Doch diese griffige Haltung verlor sich nach und nach, heute dominiert das "explorierende" Spiegel-Gespräch, reich an Liebenswürdigkeiten. Oder die vielen Talkrunden im Fernsehen: Dampfplaudereien ersetzen den konzentrierten, um Klärung bemühten Disput – wehmütig denkt man zurück etwa an Rudolf Rohlingers "Kreuzfeuer"-Format in den ARD.

...statt konfrontativ

Mit diesem Kuscheltrend einher geht die Nähe zur politischen Elite. Mehrere Studien zeigen, dass die Journalisten der deutschen Leitmedien sich gerne im Dunstkreis der Berliner Politik aufhalten, vielleicht weil sie sich selbst für mächtiger halten, wenn sie mit den Mächtigen parlieren. Sie übernehmen die Sicht der Politiker und verlieren die Positionen aus dem Blick, die vom politischen Mainstream abweichen. Auch die politische Opposition im Parlament wird von den Medien als bedeutungslose Randfigur behandelt. Man sollte sich darum nicht wundern, dass die meinungsführenden Medien von vielen Oppositionellen als "Systempresse" und als "Lückenpresse" attackiert werden.

Klassisches Handwerk

Auch bei Rundfunkinterviews gewinnt man den Eindruck, die Journalisten hätten inzwischen das kritische Nachfragen ganz verlernt – selbst dann, wenn es um Außenseiter und Extremisten geht. Man erinnert sich an das Radiointerview des britischen Journalisten Tim Sebastian mit der AfD-Chefin Frauke Petry im Frühjahr 2016. Die Journalistenszene jubelte: Sebastian habe Petry gegrillt, er habe sie demontiert. Offenbar machte der Brite nur das, was zum klassischen Interviewhandwerk gehört: sehr gut vorbereiten, den Fokus auf die wichtigen Punkte konzentrieren, hartnäckig dranbleiben und die gefragten Auskünfte unverdrossen einfordern.

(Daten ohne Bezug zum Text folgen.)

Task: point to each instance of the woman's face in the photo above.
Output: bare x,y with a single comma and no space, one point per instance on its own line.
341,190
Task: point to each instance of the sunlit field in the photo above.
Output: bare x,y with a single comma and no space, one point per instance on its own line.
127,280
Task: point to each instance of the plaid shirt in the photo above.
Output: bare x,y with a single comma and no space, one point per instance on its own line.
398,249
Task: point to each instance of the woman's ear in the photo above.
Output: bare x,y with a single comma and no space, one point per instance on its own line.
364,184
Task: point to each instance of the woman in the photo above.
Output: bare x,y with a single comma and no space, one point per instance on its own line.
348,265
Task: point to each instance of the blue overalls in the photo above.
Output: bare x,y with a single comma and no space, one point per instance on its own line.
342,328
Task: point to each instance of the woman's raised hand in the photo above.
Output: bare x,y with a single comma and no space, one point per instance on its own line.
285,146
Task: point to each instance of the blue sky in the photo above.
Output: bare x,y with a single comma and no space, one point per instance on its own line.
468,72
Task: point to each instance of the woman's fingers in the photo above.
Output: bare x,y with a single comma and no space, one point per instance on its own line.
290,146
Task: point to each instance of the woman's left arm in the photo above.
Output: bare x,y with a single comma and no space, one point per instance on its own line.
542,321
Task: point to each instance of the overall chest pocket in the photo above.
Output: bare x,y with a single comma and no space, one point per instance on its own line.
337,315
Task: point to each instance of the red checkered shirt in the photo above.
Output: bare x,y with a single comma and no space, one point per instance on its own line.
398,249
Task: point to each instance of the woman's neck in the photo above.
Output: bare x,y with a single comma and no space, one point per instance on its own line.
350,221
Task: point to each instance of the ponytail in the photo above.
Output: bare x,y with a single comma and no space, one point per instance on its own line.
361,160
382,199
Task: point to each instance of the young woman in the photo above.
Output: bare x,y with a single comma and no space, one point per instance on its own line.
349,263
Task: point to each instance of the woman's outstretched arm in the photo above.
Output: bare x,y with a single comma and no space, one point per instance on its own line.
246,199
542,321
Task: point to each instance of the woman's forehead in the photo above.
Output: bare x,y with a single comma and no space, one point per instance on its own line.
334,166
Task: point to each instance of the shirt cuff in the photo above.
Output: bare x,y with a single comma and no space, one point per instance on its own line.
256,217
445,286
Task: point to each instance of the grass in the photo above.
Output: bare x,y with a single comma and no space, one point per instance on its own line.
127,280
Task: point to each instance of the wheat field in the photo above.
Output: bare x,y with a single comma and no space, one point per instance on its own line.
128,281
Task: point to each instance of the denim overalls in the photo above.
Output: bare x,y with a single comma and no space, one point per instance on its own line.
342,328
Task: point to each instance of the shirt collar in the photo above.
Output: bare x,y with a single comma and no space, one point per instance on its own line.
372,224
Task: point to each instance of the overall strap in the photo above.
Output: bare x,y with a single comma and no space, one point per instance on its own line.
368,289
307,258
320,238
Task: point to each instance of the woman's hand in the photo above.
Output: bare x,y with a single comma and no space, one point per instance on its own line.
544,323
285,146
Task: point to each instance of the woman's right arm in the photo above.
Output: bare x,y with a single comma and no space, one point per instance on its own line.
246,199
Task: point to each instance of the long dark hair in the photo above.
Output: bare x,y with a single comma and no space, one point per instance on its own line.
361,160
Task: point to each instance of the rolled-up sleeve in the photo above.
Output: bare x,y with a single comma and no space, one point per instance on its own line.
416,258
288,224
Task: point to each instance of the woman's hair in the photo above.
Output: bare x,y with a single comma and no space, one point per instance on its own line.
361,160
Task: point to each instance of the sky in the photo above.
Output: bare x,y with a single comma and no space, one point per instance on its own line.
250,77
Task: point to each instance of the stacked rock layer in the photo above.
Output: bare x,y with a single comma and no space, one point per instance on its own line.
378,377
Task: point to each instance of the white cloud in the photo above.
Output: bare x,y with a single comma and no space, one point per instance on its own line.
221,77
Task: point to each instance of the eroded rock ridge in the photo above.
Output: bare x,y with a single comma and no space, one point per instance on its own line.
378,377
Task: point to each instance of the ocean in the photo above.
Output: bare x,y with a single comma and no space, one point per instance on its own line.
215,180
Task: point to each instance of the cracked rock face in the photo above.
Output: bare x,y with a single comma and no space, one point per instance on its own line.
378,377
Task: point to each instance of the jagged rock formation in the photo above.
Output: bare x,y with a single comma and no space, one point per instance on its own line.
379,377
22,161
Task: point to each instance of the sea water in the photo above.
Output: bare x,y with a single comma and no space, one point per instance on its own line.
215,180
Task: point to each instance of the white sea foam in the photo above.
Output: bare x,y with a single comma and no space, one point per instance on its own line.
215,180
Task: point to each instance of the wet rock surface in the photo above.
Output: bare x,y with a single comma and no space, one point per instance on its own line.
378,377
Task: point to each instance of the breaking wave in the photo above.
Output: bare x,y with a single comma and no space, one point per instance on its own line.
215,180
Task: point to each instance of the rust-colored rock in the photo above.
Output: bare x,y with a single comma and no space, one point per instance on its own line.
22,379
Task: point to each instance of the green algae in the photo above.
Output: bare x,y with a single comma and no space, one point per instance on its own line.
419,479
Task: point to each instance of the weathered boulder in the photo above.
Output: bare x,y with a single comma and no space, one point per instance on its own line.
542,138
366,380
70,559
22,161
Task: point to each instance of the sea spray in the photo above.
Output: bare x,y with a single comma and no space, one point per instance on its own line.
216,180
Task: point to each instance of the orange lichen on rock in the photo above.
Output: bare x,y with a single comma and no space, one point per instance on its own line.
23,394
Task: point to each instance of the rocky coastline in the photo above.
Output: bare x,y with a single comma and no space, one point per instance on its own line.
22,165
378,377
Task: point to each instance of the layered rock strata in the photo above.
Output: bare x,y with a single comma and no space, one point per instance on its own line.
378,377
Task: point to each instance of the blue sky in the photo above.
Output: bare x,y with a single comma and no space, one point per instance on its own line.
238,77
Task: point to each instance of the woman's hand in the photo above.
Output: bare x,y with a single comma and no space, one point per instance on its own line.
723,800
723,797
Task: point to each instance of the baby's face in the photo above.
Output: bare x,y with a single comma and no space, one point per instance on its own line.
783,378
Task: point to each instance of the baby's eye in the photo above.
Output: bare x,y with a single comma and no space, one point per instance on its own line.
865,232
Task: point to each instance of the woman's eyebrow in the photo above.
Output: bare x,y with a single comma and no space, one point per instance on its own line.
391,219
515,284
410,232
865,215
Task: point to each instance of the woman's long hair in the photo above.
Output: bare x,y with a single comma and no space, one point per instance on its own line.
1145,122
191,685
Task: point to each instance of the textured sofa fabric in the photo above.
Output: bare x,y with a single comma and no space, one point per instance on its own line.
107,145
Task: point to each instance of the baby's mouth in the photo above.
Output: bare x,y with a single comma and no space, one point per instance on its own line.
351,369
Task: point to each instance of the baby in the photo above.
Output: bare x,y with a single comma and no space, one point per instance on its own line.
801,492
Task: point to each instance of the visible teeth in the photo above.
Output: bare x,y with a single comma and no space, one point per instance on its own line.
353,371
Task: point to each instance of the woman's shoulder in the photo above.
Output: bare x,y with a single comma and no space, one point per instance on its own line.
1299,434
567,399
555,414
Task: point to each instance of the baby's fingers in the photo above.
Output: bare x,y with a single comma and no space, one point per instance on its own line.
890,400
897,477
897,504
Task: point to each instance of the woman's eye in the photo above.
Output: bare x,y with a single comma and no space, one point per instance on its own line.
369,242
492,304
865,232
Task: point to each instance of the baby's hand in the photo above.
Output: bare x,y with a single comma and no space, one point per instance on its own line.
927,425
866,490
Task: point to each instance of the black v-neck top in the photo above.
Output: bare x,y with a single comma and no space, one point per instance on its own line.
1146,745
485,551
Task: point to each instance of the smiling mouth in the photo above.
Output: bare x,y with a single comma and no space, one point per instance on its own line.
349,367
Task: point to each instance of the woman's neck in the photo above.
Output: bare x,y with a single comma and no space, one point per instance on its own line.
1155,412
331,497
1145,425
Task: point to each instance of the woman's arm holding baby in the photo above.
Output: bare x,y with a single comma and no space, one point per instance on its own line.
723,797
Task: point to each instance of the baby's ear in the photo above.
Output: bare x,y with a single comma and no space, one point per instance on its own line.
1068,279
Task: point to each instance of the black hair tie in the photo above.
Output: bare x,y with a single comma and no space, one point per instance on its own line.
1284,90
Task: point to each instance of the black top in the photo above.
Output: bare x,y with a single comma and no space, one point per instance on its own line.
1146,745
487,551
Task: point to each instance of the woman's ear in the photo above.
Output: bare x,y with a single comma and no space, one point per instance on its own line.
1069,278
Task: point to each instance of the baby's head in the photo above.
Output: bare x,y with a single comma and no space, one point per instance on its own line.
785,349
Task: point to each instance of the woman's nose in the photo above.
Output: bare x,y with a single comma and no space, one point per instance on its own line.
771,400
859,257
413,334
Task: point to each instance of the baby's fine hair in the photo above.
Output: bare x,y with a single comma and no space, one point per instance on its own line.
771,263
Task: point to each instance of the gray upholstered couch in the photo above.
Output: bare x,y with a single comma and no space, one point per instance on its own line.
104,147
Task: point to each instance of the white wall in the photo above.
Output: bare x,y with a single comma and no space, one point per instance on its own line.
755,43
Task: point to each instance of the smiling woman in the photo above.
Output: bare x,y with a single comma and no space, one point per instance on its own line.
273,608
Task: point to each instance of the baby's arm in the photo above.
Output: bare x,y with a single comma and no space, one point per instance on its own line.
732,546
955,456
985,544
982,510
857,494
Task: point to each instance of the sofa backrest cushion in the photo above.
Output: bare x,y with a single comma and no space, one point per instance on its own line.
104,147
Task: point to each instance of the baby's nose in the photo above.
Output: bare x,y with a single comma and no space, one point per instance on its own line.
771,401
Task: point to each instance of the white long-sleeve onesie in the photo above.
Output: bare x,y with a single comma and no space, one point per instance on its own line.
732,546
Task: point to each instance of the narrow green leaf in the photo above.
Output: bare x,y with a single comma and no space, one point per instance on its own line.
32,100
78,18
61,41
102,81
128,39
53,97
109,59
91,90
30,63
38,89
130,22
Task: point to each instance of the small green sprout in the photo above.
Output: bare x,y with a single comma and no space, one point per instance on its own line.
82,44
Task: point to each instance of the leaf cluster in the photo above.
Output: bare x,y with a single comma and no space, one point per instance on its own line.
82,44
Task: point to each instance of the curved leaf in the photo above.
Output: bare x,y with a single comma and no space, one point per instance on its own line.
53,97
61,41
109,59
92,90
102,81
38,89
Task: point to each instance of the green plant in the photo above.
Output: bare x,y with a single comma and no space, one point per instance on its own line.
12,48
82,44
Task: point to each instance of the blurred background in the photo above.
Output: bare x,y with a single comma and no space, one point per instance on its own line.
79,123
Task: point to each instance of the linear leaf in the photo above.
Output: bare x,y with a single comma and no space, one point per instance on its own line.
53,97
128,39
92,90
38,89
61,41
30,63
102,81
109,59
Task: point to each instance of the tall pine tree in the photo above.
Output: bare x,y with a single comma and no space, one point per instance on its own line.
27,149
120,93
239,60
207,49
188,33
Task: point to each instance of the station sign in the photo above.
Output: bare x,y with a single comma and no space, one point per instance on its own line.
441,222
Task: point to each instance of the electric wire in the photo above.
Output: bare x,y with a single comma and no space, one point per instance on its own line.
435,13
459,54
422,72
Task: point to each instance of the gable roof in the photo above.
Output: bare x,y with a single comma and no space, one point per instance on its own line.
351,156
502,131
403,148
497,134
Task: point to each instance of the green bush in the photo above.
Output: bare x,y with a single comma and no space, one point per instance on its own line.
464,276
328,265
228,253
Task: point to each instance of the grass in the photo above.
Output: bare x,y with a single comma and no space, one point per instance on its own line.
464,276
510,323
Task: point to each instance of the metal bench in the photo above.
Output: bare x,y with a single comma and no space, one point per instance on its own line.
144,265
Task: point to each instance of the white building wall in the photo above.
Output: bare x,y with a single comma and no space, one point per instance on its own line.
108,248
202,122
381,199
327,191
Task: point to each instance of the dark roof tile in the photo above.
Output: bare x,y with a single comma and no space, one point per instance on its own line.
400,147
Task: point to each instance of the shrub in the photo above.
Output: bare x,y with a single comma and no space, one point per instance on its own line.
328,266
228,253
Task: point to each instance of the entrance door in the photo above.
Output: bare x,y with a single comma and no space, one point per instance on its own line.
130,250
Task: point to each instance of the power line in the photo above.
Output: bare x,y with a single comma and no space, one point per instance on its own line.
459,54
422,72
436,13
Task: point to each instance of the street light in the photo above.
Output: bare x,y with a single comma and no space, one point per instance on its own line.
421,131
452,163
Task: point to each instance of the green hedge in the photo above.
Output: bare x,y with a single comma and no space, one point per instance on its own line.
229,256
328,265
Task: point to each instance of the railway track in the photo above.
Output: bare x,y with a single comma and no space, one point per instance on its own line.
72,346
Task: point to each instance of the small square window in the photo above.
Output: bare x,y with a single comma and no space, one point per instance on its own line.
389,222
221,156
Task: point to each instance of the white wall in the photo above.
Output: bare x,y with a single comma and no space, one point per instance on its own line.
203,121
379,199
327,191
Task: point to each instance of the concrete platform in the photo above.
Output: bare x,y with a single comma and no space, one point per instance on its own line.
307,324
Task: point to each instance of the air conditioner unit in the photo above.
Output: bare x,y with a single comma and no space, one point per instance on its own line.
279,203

Inzwischen sind in Deutschland einige Fernsehjournalisten aufgewacht. Sie sehen, dass selbst in den stark eingedampften Interviewformaten von fünf oder sechs Minuten Dauer mehr zu holen ist als nur ein paar Statements: dass man den Zuschauern zeigen kann, wie der Minister mit kritischen Rückfragen umgeht, ob er Phrasen drischt oder glaubwürdige Argumente liefert.

Gutes Zeichen

Man kann es darum als gutes Zeichen deuten, dass der österreichische Fernsehjournalist und Interviewer Armin Wolf vorige Woche von Deutschlands wichtigster Journalistenvereinigung "Netzwerk Recherche" für seine unbestechliche Art der Interviewführung mit dem "Leuchtturm für besondere publizistische Leistungen" ausgezeichnet wurde: Es ist ein Leuchtturm, der den im Nebel tappenden Kollegen den Weg zeigt, der sie zu ihrer Berufsrolle (zurück)führt. (Michael Haller, 18.6.2017)

Michael Haller (Jg. 1945) ist emeritierter Universitätsprofessor der Uni Leipzig, Journalismusforscher und Verfasser des Standardwerks "Das Interview" (UVK/Halem, 5. Auflage 2013).